By Dina Martin
Thousands gathered in front of the West Capitol steps in Sacremento to support collective bargaining rights.
It may have been a small sacrifice compared to what their colleagues in Wisconsin were going through, but Adelanto District Teachers Association members Dee and Mark Heitkamp thought showing their support for collective bargaining was important enough that they drove 400 miles from Victorville to turn out for a union rally in Sacramento on Feb. 22 — and then turned around and drove back that night.
“If we take turns, I think we can get back around 2 a.m. so we can teach tomorrow,” middle school teacher Dee Heitkamp said, minutes before the candlelight vigil began on the West Capitol steps. The Heitkamps joined a crowd of 2,500 to protest the heavy-handed proposal by Wisconsin Gov. Scott Walker that eventually was passed by the Wisconsin Legislature to eliminate that state’s collective bargaining rights.
Joining in the rally co-sponsored by CTA were several other unions, including the American Federation of State, County and Municipal Employees (AFSCME), the Service Employees International Union (SEIU) Local 1000, the California Labor Federation, and the Sacramento Central Labor Council, and a large contingent of Tunisian-, Egyptian- and Libyan-Americans who filed in after their own protest nearby. Smaller vigils were held in Oakland and Palmdale, and even larger rallies took place throughout the state and nation. CTA local chapters and members that couldn’t attend also sent messages of solidarity through CTA’s Facebook page.

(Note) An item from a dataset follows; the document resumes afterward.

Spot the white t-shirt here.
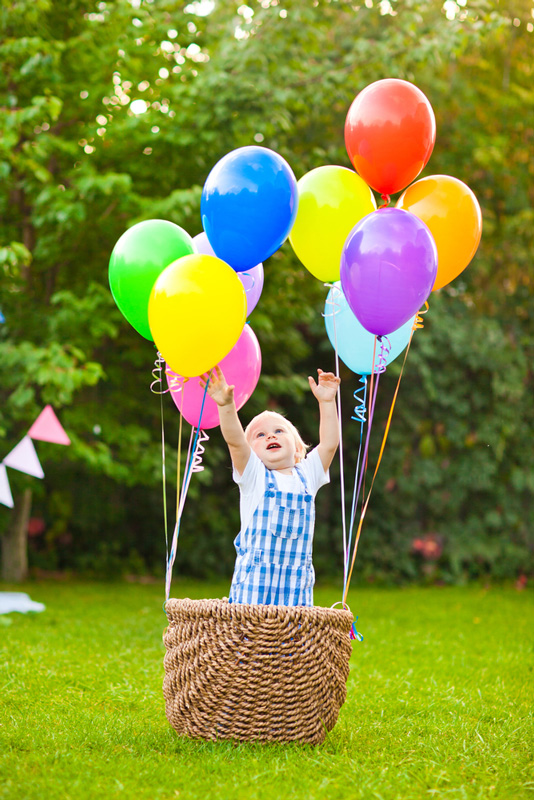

“My husband and I have been watching the news for weeks,” said Dee Heitkamp, who teaches at Mesa Linda Middle School in Victorville. “We are so concerned about what this means for the middle class. Public workers are not the root of all evil, and we shouldn’t be demonized.”
Her husband agreed. “I’m here because I’m afraid that if we get rid of collective bargaining, we’ll have no say over our jobs or be able to advocate for our students,” said Mark Heitkamp, who teaches third grade at Eagle Ranch School in Victorville.
Wisconsinites became outraged when their newly elected governor surreptitiously slipped a proposal to eliminate collective bargaining into his plan to cut public employee pensions and benefits. In the ensuing weeks, teachers agreed to concessions in their contracts, but drew a line in the sand when it came to the elimination of collective bargaining.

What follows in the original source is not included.